時代に合わせて活動内容を転換していくのが東宝の特徴です。例えば、これまで力を入れてきた映画の自主制作を縮小してテレビ作品に切り替え、成功をおさめた実績があります。近年は映画撮影の技術が途絶えないように、同社の設備や技術を貸出して、他社作品をサポートするような役割を果たしているようです。
不動産関係としては余分な敷地を賃借するなどして運用し、不動産事業でも東宝全体の約4割もの利益をあげています。全体的に挑戦を成功させつつ、しかも合理的に経営されている点は大きな強みと言えるでしょう。
社員からの評判
東宝株式会社は、大手企業の中でも際立った存在です。「給与面は納得できる」との声が多数となっています。実際に平均収入を見ていくと、平成28年時点で平均年収800万円代後半、900万円に届きそうなレベルです。かなりの高水準の収入が目指せる会社と言えるでしょう。昇給も定期的に行われているようです。
特に役職手当が大きいようで、30代前半で平均収入を超えているという方もおられます。ボーナスは2回あって残業代もきちんと払われるという口コミもあり、この点では従業員の評判も悪くはありません。
従業員への待遇としては、福利厚生や勤務時間・休日の設定で評価が高い傾向です。大手の会社ですから福利厚生面では社会保険類は当然のように完備されていますし、介護・育児関係の諸制度も充実。社内預金や企業年金の他にもスポーツジムとの法人契約などが、採用条件の実績としてみられます。
勤務時間はフレックスタイムが導入されており、多彩な働き方ができる点も魅力です。休日もしっかりとあるので、自身の時間を大切にすることも可能。ただし部署によっては時間帯や休日に制約が付く場合があるので、この点は要注意でしょう。
東宝で働く上で満足度が高いと感じられる要素は、仕事を通じて成長ができる点ややりがいを感じられることを挙げる方が少なくありません。映画作品に関わる上では東宝の中にも色々な部署がありますが、そこで自身の行なったことが反映されたり、職場の仲間と言いライバル関係となって競い合ったりできるのは、魅力と感じられるようです。
出来上がった作品は東宝の配給力をもって、しばしばメガヒットを飛ばしますし、いろいろな作品が多くの方に鑑賞され、感動や喜びを伝えていきます。そこに関われるというのは、従業員サイドからしても大きな魅力となるようです。
また東宝の影響力とネームバリューで、他社への営業などはやりやすいと評判となっています。やはり大手の映像制作会社や放送会社とのパイプが太いですから、それは有利なポイントでしょう。

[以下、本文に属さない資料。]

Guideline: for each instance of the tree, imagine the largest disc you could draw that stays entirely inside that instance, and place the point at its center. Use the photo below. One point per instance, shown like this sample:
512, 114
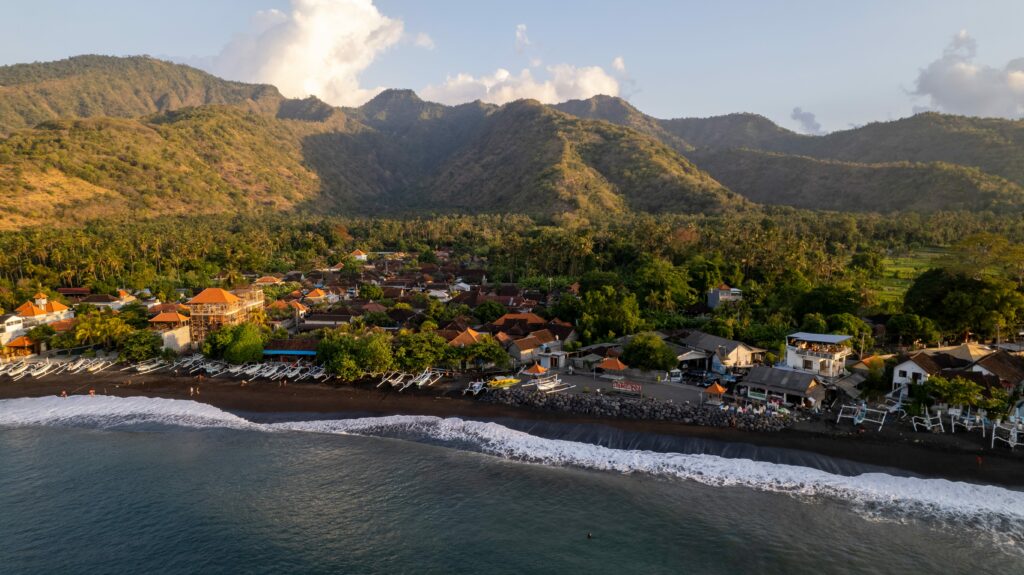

一方で、問題点として見られるのが「経営体質の古さ」という点です。良くも悪くも伝統的な気風が残る会社とされます。法律遵守はしっかりとしており、社員研修も充実していて働きやすさでは高く評価されていますが、実力主義・成果主義を望む方にとっては、納得がいかないという声もあります。この辺りは基本的に日本企業に多く見られる特徴です。実力主義・成果主義で、若くても実力があれば昇給・昇進できる会社を望む人は向いていないかもしれません。
作品への評判
東宝の事業は映画の製作や配給ですから、映画作品への評価がそのまま東宝の評価に繋がっています。現在では他の映画配給会社に比べて、東宝はダントツの地位を占めています。したがって、「世間の東宝に対する評価は極めて良い」と言っても間違いではないでしょう。
では、日本国内の興行成績から、東宝の評価の高さについて見ていきたいと思います。
日本歴代興行収入ランキングでは、「千と千尋の神隠し」が2001年から長らく不動の首位の座を保持してきました。2位のタイタニックよりも40億円も多く収入を上げていますが、このジブリの名作は東宝の配給によるものです。「千と千尋の神隠し」は不思議な世界観が魅力で、映画自体に深いメッセージ性や訴えたい事柄がこめられており、その点も視聴者に支持される傾向にあります。ジブリ作品は他に「もののけ姫」や「となりのトトロ」などを配給していますが、これらが日本屈指のアニメーション作品として成功した裏には、東宝のサポートがあったのではないでしょうか。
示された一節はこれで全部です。